The object interface is structured around three objects:
Test::TAP::Model
A whole run
Test::TAP::Model::File
A test script
Test::TAP::Model::Subtest
A single case in a test script

Each of these is discussed in it's respectful manpage. Here's the whole run:

test_files
Returns a list of Test::TAP::Model::File objects.
ok
passing
passed
nok
failed
failing
Whether all the suite was OK, or opposite.
total_ok
total_passed
total_nok
total_failed
total_percentage
total_ratio
total_seen
total_skipped
total_todo
total_unexpectedly_succeeded
These methods are all rather self explanatory and either provide aggregate results based on the contained test files.
ratio
An alias to total_ratio.

new
Creates an empty harness.
new_with_struct $struct
Adopts a structure. This is how you take a thawed structure and query it.
new_with_tests @tests
Takes a list of tests and immediately runs them.
get_tests
A method invoked by "run" to get a list of tests to run.

This is a stub, and you should subclass it if you care.

run
This method runs the list of tests returned by "get_tests".
run_tests @tests
Runs these tests. Just loops, and calls analyze file, with an eval { } around it to catch bail out.
run_test $test
Actually this is the part which does eval and calls "start_file" and "analyze_file"
start_file
This tells Test::TAP::Model that we are about to analyze a new file.

This will eventually be moved into an overridden version of analyze, I think.

Consider it's existence a bug.

log_event
This logs a new event with time stamp in the event log for the current test.
latest_event
Returns the hash ref to the last event, or a new one if there isn't a last event yet.
file_class
This method returns the class to call new on, when generating file objects in "test_files".
structure
This method returns the hash reference you can save, browse, or use to create new objects with the same date.
log_time
This is an accessor. If it's value is set to true, any events logged will have a time stamp added.

You can use any serializer you like (YAML, Storable, etc), to freeze "$obj->structure", and then you can thaw it back, and pass the thawed structure to "new_with_struct".

You can then access the object interface normally.

This behavior is guaranteed to remain consistent, at least between similar versions of this module. This is there to simplify smoke reports.

Test::TAP::Model is a Test::Harness::Straps subclass. It knows to run tests on it's own. See the "run" methods and it's friends.

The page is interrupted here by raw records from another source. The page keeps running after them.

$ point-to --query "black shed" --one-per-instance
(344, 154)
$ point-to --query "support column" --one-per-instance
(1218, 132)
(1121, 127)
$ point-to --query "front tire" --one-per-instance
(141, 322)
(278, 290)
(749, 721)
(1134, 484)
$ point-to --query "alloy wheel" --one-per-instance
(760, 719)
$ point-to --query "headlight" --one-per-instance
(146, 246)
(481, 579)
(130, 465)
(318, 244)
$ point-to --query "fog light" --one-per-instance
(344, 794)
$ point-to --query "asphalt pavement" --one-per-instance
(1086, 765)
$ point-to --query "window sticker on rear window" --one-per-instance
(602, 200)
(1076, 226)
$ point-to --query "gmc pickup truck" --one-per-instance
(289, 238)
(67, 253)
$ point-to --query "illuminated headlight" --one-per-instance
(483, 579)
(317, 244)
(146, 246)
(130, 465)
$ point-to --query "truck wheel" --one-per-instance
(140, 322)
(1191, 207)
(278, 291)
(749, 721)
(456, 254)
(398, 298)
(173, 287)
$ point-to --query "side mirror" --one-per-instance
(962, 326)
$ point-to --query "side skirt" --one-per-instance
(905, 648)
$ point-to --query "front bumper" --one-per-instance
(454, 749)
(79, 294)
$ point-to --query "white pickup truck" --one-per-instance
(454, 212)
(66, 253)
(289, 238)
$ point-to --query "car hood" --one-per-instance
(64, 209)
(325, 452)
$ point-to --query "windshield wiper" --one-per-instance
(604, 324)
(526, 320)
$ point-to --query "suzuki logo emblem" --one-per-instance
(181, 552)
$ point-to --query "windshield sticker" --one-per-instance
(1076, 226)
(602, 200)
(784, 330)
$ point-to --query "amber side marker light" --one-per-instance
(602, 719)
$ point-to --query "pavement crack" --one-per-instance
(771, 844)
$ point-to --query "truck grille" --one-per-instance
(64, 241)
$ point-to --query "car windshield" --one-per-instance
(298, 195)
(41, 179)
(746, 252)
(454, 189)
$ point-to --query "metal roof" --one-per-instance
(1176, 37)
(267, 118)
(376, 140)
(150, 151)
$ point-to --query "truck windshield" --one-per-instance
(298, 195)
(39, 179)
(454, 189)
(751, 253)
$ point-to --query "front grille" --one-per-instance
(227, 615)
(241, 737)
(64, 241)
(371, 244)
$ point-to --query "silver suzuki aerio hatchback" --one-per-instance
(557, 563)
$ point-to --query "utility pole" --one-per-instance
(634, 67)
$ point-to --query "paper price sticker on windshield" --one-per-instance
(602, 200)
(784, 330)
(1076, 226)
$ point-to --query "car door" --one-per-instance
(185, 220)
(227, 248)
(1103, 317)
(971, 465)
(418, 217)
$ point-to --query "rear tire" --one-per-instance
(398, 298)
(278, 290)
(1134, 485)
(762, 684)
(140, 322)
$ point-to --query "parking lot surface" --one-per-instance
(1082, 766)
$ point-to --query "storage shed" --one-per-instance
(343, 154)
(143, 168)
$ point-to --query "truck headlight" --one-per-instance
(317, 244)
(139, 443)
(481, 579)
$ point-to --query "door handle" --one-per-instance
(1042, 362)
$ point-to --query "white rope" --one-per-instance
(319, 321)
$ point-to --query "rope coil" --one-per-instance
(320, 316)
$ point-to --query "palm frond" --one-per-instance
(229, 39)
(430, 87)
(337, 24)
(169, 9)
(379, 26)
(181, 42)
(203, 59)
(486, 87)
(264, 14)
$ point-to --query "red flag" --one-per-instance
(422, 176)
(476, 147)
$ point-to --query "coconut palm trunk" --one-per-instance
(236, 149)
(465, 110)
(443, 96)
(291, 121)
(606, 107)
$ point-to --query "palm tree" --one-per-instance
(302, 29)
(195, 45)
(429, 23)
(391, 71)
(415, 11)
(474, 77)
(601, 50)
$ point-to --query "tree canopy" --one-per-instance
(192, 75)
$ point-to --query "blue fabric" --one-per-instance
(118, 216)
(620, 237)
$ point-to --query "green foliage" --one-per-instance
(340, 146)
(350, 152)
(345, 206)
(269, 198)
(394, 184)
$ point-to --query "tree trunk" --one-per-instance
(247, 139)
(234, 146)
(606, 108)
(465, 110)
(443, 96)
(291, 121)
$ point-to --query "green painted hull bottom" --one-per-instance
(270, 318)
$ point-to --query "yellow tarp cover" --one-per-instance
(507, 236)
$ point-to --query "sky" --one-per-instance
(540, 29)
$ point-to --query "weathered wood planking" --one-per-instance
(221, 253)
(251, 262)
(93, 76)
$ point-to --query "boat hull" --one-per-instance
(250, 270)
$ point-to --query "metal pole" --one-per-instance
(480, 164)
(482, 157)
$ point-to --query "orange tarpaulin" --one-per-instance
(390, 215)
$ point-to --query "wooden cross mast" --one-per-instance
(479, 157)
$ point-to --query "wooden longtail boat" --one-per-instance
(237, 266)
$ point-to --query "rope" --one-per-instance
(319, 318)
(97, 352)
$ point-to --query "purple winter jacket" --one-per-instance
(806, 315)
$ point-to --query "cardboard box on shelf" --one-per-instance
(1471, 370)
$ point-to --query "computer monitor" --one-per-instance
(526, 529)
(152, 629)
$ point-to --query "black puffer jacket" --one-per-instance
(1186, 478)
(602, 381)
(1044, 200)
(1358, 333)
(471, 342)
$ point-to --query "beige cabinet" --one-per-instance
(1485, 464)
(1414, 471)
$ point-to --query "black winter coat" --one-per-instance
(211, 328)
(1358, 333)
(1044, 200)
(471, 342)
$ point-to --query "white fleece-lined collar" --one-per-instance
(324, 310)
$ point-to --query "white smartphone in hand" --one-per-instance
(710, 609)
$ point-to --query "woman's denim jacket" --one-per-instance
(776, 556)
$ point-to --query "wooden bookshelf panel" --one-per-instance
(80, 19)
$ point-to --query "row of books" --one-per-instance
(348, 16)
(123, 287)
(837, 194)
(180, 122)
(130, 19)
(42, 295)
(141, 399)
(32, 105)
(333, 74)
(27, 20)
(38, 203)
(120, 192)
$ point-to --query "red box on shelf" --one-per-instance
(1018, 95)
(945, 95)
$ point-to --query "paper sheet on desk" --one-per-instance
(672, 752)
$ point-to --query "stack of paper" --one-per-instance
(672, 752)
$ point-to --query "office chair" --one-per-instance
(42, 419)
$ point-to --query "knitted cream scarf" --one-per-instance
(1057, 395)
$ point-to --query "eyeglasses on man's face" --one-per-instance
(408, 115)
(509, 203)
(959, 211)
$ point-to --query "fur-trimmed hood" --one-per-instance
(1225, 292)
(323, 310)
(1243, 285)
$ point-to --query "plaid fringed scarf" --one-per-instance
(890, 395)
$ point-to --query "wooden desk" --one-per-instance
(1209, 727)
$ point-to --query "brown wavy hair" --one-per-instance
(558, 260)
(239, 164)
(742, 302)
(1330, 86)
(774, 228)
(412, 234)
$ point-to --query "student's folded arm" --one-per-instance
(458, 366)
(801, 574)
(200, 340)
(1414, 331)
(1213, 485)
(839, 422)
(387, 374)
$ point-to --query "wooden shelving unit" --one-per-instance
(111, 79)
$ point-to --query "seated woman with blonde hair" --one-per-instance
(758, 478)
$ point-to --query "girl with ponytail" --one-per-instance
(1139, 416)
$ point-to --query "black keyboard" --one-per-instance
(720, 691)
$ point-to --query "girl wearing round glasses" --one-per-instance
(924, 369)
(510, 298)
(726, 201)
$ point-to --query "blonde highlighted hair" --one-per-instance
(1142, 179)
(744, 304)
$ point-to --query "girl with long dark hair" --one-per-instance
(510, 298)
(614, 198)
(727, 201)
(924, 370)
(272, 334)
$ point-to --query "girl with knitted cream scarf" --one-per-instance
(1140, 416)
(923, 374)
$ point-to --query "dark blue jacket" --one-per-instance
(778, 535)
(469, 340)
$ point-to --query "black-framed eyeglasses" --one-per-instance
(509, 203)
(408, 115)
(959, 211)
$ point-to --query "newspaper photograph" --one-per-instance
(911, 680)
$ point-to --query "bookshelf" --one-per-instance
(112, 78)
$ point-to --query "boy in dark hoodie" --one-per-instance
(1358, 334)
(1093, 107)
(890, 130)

However, you should see how "run_test" gets things done beforehand. It's a bit of a hack because I'm not quite sure if Test::Harness::Straps has the proper events to encapsulate this cleanly (Gaal took care of the handlers way before I got into the picture), and I'm too lazy to check it out.

This module is maintained using Darcs. You can get the latest version from <http://nothingmuch.woobling.org/Test-TAP-Model/>, and use "darcs send" to commit changes.

This list was generated from svn log testgraph.pl and testgraph.css in the pugs repo, sorted by last name.
  • Michal Jurosz
  • Yuval Kogman <nothingmuch@woobling.org> NUFFIN
  • Max Maischein <corion@cpan.org> CORION
  • James Mastros <james@mastros.biz> JMASTROS
  • Scott McWhirter <scott-cpan@NOSPAMkungfuftr.com> KUNGFUFTR
  • putter (svn handle)
  • Audrey Tang <cpan@audreyt.org> AUDREYT
  • Gaal Yahas <gaal@forum2.org> GAAL

        Copyright (c) 2005 the aforementioned authors. All rights
        reserved. This program is free software; you can redistribute
        it and/or modify it under the same terms as Perl itself.